Atopia

Notes from Nowhere

föstudagur, apríl 14, 2006

The joy of being beaten

Even amongst the dearest of friends, nothing feels quite as humiliating as being beaten by my own blind spots and weakness. Were that I might have bypassed them, given them over to god. But there they are, the trip wire, invisible in the undergrowth, and there's the bloody nose, the scuffed boots. There's my pride, beyond catching now, floating down the river.

No, weaknesses do not dissappear, but like rocks in the river the secret is to know they're there and take the wider path. The bloody nose and the scuffed boots come when you forget you rode these rapids once before, and sailed them all the way on down to the sea.


I can't take my coffee

Recently I had occasion to walk through the city early, just as her jaw was stretching, yawning the way into morning. The lights on the normally gaudy pier were off and I was strangely touched by this sleeping monster stretching out to sea - it was as if a sweet smile on his horrific face placated even the tide. People everywhere were quietly scratching out their living in aesthetic Herculean fashion (Greece is the new Rome, darling) - none more so than the brightly jacketed ones who will sweep the milliard pebbles back to the beach all summer.

A friend is on the journey of her life, and I am with her as she sets foot outside the known into the arenas of her long dreams. I am at the station, the port; I am on the cliff, I board the boat. With her adventure, my feet remember that venturing alone into the new world and my brow resolves to follow that cloud of dream to the end again and again.
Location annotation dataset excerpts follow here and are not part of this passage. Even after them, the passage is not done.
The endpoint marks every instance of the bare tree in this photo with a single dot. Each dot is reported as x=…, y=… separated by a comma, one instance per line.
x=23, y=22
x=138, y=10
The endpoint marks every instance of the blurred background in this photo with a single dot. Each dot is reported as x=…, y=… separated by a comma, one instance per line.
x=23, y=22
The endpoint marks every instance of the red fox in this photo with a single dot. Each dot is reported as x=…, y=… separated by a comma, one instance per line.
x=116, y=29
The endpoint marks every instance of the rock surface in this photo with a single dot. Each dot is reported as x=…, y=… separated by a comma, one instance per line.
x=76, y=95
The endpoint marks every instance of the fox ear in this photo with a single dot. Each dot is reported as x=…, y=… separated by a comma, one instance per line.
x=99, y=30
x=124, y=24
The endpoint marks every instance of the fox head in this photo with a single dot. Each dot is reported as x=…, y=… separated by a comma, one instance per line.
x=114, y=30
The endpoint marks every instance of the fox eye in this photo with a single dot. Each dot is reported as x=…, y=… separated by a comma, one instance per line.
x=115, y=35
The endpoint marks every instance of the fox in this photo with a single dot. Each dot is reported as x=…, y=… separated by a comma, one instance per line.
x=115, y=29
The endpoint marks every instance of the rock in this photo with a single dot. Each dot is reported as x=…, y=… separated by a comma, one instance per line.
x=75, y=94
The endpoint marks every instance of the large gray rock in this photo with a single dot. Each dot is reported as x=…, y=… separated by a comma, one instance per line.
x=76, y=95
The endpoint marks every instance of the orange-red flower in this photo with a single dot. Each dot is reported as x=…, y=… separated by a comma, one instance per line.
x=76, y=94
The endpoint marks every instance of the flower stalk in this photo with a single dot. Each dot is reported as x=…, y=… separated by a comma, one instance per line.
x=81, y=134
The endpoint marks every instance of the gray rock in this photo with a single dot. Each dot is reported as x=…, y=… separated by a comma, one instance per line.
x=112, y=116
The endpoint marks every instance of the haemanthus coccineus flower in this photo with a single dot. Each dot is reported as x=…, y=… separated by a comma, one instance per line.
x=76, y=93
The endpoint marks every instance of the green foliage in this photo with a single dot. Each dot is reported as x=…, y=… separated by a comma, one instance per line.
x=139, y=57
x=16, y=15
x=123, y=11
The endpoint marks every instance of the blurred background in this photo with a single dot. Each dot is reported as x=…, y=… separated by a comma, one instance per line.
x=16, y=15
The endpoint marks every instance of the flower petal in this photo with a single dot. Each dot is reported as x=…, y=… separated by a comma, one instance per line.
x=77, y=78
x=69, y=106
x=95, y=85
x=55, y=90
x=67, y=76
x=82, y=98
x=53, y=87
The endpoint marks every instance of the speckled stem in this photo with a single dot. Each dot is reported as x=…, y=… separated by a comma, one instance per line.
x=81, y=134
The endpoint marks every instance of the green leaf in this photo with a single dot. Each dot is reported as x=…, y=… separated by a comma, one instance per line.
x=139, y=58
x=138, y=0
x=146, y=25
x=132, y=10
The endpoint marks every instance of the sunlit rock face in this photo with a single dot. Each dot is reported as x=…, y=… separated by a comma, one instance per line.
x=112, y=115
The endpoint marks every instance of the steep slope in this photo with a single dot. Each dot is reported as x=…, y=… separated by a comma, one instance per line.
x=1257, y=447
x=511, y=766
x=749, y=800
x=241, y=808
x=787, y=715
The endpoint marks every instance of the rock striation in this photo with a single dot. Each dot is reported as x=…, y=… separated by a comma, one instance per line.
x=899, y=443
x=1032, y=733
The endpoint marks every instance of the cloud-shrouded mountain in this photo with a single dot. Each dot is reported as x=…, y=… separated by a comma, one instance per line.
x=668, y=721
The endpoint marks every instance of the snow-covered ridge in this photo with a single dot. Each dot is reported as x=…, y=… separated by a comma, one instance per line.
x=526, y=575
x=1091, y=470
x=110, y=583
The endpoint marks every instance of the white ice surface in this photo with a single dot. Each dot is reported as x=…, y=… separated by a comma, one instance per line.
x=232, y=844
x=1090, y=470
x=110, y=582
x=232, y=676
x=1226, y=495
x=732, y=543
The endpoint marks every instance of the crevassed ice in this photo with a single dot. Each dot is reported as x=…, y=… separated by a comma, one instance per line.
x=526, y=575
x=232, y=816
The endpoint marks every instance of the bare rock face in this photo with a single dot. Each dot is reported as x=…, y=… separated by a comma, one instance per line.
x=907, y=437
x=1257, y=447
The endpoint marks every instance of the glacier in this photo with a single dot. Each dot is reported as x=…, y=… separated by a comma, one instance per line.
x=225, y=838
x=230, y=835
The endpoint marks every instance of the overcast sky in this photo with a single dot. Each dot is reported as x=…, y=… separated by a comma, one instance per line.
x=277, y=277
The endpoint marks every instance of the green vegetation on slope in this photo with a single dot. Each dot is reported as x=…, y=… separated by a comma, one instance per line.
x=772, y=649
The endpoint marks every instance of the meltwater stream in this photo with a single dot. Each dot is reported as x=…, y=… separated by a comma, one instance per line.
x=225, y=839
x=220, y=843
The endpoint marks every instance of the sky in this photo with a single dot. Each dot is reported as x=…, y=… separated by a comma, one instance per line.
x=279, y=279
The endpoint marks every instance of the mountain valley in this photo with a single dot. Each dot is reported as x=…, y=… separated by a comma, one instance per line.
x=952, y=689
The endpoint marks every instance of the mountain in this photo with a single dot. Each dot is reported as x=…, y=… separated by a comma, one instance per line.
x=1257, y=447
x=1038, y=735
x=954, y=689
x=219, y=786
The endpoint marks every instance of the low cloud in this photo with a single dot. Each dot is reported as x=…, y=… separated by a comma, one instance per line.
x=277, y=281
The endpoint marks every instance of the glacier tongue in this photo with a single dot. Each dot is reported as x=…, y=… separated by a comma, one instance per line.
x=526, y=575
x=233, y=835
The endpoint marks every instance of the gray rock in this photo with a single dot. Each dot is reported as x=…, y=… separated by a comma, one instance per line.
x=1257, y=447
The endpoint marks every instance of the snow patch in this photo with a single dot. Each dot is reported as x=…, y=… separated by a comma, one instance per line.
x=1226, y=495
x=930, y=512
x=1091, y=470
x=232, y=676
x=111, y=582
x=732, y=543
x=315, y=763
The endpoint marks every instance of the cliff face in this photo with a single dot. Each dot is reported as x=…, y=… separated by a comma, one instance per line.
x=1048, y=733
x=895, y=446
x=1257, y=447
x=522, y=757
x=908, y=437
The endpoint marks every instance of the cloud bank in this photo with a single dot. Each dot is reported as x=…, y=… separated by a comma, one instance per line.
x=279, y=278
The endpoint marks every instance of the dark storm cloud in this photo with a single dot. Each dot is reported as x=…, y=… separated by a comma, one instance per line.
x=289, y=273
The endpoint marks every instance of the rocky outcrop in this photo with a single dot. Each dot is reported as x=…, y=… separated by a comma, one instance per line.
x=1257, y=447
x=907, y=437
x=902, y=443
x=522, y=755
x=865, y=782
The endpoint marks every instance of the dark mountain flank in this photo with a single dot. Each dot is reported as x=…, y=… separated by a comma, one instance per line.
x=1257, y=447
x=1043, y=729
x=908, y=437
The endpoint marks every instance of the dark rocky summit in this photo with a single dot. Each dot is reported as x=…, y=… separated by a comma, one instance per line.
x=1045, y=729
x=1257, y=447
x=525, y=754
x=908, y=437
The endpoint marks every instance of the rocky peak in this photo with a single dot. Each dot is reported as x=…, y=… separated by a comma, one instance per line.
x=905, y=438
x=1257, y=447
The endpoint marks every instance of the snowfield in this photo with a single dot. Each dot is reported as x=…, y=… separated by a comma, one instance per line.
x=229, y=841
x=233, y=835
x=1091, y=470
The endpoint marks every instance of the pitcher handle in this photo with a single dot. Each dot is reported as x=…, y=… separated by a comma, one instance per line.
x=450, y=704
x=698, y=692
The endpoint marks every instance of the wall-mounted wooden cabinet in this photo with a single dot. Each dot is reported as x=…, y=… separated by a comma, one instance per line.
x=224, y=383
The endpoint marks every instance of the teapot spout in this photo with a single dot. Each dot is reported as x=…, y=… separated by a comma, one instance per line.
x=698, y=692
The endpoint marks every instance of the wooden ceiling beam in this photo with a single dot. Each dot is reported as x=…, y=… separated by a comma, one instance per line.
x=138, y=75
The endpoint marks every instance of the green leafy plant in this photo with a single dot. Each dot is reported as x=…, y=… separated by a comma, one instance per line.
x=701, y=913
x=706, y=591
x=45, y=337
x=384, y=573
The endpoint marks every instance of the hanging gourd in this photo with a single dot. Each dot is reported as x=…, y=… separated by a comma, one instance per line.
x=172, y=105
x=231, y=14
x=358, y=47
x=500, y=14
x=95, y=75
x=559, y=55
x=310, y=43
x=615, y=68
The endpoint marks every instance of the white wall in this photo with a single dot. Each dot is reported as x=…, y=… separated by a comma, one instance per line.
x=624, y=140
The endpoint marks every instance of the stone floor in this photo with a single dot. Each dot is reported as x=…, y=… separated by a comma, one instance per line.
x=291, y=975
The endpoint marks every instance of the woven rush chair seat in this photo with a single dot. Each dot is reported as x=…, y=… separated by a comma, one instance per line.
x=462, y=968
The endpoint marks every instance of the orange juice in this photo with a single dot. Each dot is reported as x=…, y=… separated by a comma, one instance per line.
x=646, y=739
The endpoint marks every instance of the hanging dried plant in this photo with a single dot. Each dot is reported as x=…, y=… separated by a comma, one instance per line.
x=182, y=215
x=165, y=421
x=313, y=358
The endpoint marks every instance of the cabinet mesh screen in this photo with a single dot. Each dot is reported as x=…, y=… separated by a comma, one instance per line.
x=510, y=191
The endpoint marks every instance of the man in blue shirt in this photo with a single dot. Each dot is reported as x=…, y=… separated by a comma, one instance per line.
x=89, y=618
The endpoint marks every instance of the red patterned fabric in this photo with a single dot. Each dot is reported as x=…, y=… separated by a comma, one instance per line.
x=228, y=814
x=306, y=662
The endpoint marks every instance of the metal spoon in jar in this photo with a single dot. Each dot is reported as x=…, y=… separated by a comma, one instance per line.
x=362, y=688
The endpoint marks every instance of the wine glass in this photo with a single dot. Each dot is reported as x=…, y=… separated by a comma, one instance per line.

I walk through this end- of- the- line city that is even now embarking on its own bright adventure, standing at its own terminal; I walk through lanes of closed bookshops and clothes arcades, and sit amongst the magnificent steady, sweeping Victorian rhythms of the railway terminal and drink coffee to wake, and slowly, suddenly my heart feels like a large brown paper bag, held in the hand and crumpling in it - all seems beautiful and poignant and extraordinary, and so ordinary. And as the city wakes I know, with a quiet pride and a funny sense of embarassment, I just know I can't take my coffee.